Beginning with yet another mobile phone mast outage (the price you pay for rural living) I was surprised to discover I had no signal when I went to town. A quick visit to the Orange shop led the ‘specialist’ to determine that my phone was broken. Despite it being 3 days out of warranty (call me unlucky Alf) I made a call to Orange myself (since the store staff wouldn’t do it) and they decided to send me a replacement. A couple of hours later they called to say that there was no need as my phone had been blocked. It took me a few more calls to find out why. Coincidentally at the same time as the mast outage (over 3 days), one person in London had managed to bypass Orange security and order a new phone (on a new 24 month contract), whilst a second person in a completely different place (Dagenham) had managed to order a replacement for a lost phone. Both were trapped in the system (though I was never contacted to inform me that my account may have been compromised).
Now the only way I discovered all this was because I just received a letter two weeks after the event welcoming me to my new contract which I thought was somewhat odd, especially as it had gone up by £15 per month.
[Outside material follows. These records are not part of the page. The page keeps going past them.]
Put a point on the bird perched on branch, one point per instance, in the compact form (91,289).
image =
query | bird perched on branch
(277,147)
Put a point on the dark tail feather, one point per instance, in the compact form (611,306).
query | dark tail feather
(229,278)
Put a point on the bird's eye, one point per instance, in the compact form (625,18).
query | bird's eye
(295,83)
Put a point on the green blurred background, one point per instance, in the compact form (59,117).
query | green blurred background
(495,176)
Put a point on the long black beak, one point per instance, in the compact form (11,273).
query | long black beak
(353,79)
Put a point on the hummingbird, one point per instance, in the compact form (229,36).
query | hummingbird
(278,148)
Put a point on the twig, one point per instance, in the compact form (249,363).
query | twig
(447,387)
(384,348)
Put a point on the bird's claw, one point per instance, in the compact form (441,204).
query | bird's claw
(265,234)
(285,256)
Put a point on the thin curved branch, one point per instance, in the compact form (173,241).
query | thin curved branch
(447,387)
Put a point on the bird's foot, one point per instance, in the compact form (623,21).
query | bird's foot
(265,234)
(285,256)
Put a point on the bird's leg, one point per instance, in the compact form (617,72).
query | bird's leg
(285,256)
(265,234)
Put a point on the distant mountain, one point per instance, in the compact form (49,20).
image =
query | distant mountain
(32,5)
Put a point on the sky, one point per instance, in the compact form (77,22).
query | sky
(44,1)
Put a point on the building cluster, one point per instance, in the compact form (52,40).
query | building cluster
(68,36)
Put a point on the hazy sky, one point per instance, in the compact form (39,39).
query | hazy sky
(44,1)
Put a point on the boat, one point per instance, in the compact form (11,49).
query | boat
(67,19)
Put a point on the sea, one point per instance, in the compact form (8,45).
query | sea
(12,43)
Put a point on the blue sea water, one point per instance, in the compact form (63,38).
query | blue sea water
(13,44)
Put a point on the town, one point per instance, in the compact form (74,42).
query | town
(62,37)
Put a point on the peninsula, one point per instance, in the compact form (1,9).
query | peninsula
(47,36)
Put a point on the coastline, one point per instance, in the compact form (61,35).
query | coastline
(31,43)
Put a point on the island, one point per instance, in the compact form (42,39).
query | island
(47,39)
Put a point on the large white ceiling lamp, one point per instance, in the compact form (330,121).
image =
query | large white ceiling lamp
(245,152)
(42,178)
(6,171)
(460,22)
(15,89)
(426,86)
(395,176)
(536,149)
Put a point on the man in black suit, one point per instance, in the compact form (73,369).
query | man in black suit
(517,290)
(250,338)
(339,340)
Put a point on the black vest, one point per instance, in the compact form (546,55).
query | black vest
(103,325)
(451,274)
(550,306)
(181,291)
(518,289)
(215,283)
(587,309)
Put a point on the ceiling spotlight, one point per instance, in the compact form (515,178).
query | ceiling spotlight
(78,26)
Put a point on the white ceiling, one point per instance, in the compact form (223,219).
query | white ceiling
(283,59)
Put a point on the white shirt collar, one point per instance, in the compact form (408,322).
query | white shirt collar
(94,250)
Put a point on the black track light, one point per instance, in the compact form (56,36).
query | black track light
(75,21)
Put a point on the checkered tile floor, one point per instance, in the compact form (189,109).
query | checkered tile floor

I tried to sign in online and my password didn’t work. It turns out that someone had reset it. Worse than that I was able to reset it myself over the phone with very basic information – name, address, date of birth and one other simple piece of information from the pool of questions.
My case is currently under investigation since I have also been charged for a new handset (which Orange have kindly refunded), but the lesson is simple:
Get yourself equipped with a secure password system such as lastpass (lastpass.com) and make sure you tighten up where the service provider may exhibit poor telephone security.
Call your provider, reset your password and make sure that they flag it on the system to disallow the bypassing of a password using any other means.